Hockenheim: Vettel auf der Pole, Rückschlag für Hamilton

Der Brite musste seinen Boliden bereits nach der ersten Qualifying-Phase abstellen.

Verzweifelt hockte Lewis Hamilton neben seinem Mercedes, die Hand auf der Karosserie, den Helm noch aufgesetzt. Locker hätte sich der vierfache Weltmeister für die nächste Qualifying-Runde qualifiziert, doch es ging nichts mehr. Nach einem leichten Ausritt über die Curbs fiel plötzlich der Hydraulikdruck ab, der Brite konnte die Gänge nicht mehr wechseln - Aus. 

„Wir müssen einige Teile tauschen, aber ich werde starten“, sagte Hamilton und versprach: „ Hockenheim ist ein toller Kurs um zu überholen. Ich bin gespannt, wie weit ich nach vorne komme.“

Jugendtraum

So war der Weg frei für Sebastian Vettel. Der 31-Jährige ist nur 30 Autominuten entfernt in Heppenheim aufgewachsen, 51 Rennen hat er in der Formel 1 gewonnen, doch keines davon auf seiner Heimstrecke auf dem Hockenheimring. Ein Sieg hier ist sein erklärtes Ziel. 

Zumindest im Qualifying hat Vettel dafür die Basis gelegt. In 1:11,212 schnappte er sich im letzten Moment die Poleposition von Valtteri Bottas, der am Sonntag zwischen zwei Ferraris eingeklemmt ist - Kimi Räikkönnen sicherte sich am Samstag Startplatz drei. Es war die 55. Pole in der Karriere von Sebastian Vettel

Niederländer-Ansturm

„Vielen Dank an alle, die mir die Daumen gedrückt haben“, sagte er unmittelbar nach seiner schnellen Runde. „Jetzt wünsche ich mir, dass das morgen so weitergeht. Es ist immer besser und besser geworden.“

70.000 Fans werden für den Rennsonntag erwartet. Doch nicht alle werden Vettel die Daumen drücken. Orange eingefärbt sind einige Tribünen für Max Verstappen, der von Platz vier ins Rennen gehen wird. 

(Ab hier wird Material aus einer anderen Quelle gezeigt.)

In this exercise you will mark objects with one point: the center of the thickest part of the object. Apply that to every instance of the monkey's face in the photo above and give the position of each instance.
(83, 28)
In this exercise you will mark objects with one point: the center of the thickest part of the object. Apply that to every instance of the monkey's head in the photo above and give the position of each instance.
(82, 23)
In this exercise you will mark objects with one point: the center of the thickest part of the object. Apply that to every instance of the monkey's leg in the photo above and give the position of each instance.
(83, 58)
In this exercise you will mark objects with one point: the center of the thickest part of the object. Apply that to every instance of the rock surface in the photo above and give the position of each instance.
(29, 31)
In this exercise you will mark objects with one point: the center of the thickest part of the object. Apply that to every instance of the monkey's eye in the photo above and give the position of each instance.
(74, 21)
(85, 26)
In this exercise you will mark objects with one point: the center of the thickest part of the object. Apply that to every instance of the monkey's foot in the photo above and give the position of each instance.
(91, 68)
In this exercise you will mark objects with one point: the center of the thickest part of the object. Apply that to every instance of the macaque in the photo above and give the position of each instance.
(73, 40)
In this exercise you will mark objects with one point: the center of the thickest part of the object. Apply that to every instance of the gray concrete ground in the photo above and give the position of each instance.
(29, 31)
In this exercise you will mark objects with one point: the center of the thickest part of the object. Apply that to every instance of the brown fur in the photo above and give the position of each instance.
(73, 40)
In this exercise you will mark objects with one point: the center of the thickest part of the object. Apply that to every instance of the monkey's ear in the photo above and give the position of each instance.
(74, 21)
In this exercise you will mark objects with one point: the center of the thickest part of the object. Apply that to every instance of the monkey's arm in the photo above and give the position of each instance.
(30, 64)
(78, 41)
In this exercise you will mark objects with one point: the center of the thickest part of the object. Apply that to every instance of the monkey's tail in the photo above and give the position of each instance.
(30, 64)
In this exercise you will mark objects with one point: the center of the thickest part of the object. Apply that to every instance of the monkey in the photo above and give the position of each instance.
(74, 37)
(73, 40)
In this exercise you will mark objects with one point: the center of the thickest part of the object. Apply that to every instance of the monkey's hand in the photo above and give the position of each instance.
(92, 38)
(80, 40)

Bottas war mit Rang zwei zufrieden und musste zugeben: „Ferrari und vor allem Sebastian war einfach zu schnell. Ich glaube aber, im Rennen kann das ziemlich eng werden.“

Vom letzten Platz geht Daniel Ricciardo ins Rennen. Am Red Bull des Australiers wurden schon im Hinblick auf die nächsten beiden Rennen Teile des Antriebs getauscht. Das hatte eine Strafversetzung zur Folge. „In Ungarn sind wir immer stark“, sagte Motorsportberater Helmut Marko, der schon das letzte Rennen vor der Sommerpause am 29. Juli im Blick hat. Danach geht es am 26. August im belgischen Spa weiter.